FAT32 se hizo popular por una razón sencilla, suele funcionar en casi cualquier sitio. Consolas, televisores, cámaras, routers, coches con USB, dispositivos antiguos. Esa compatibilidad lo mantiene vivo, aunque hoy existan alternativas más modernas.
El problema es que FAT32 tiene límites conocidos. Uno de los más molestos es el tamaño máximo de un archivo individual, que ronda los 4 GB, algo que se nota rápido si intentas copiar un vídeo largo o un instalador pesado. Microsoft recoge esa limitación en su documentación sobre sistemas de archivos de Windows.
La trampa de los 32 GB en la interfaz gráfica
Aquí entra el detalle que convirtió una decisión interna en una “norma” para usuarios. Plummer explicó que, en aquel trabajo rápido, también tuvo que fijar cuánto espacio “desperdiciado” era aceptable al formatear, y esa elección terminó empujando un límite de 32 GB para volúmenes FAT. En la práctica, eso se tradujo en que durante muchos años Windows podía usar unidades FAT32 grandes, pero su herramienta gráfica ponía el freno al crearlas o reformatearlas desde el Explorador.

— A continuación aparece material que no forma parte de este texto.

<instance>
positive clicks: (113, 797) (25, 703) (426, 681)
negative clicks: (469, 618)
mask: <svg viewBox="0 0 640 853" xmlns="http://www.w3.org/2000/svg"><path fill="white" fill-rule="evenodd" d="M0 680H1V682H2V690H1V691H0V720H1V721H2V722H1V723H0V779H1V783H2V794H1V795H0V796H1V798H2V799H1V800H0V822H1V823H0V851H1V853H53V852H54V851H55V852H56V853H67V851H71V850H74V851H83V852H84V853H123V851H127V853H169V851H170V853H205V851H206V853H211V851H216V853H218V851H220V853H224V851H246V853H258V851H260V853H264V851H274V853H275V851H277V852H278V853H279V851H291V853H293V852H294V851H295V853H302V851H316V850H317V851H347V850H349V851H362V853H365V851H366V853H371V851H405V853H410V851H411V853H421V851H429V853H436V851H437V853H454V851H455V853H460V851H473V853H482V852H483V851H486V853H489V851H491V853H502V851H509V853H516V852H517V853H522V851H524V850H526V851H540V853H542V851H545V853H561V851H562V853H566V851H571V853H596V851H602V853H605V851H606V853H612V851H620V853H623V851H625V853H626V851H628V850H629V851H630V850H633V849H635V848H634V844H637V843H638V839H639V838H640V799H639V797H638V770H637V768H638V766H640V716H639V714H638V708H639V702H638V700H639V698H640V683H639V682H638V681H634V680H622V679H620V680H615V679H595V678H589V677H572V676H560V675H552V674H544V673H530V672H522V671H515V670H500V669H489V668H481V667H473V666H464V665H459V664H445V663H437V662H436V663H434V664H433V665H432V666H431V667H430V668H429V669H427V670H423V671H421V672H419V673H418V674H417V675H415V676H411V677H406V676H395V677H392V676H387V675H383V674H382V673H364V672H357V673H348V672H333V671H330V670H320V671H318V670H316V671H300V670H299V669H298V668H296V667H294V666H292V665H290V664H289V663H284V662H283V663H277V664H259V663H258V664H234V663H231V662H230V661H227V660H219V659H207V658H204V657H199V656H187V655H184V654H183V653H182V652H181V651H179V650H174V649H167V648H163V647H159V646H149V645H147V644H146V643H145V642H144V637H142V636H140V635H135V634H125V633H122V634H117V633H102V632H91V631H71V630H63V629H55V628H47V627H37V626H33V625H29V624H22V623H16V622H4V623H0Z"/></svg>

¿Consecuencia real y muy de a pie? Mucha gente acabó buscando programas externos o métodos alternativos solo para preparar una memoria USB grande con FAT32, especialmente cuando el dispositivo de destino solo aceptaba ese formato. No era un drama tecnológico, pero sí una fricción constante, de esas que te roban diez minutos y te obligan a “googlear” algo que debería ser obvio.
Incluso cuando Microsoft empezó a actualizar piezas del sistema, el freno siguió en la parte más visible. Varias guías técnicas han señalado que el cambio reciente no elimina ese límite en la ventana clásica de formateo, que sigue manteniendo el tope en la interfaz gráfica.
El cambio de 2024 y la lección que deja
La historia dio un giro concreto el 15 de agosto de 2024, cuando Microsoft, a través del canal Windows Insider, anunció un aumento del límite de FAT32 al formatear desde la línea de comandos. En sus notas del sistema, lo dijeron de forma directa, “we’ve increased the FAT32 size limit from 32GB to 2TB”, al usar el comando de formateo.
En la práctica, esto significa que Windows 11 empezó a permitir volúmenes FAT32 mucho más grandes sin depender tanto de herramientas de terceros, al menos para quien no tenga miedo a una consola. Pero también deja un matiz importante, no es lo mismo arreglar un límite en una herramienta “de expertos” que tocar la ventana que usa la mayoría.
Y ahí vuelve la moraleja, sin ponerse dramáticos. Un componente hecho con prisas puede quedarse décadas, y no solo como reliquia visual. A veces, se lleva consigo decisiones pequeñas que se convierten en hábitos, restricciones y dolores de cabeza para millones de personas.
La nota oficial se ha publicado en el blog Windows Insider.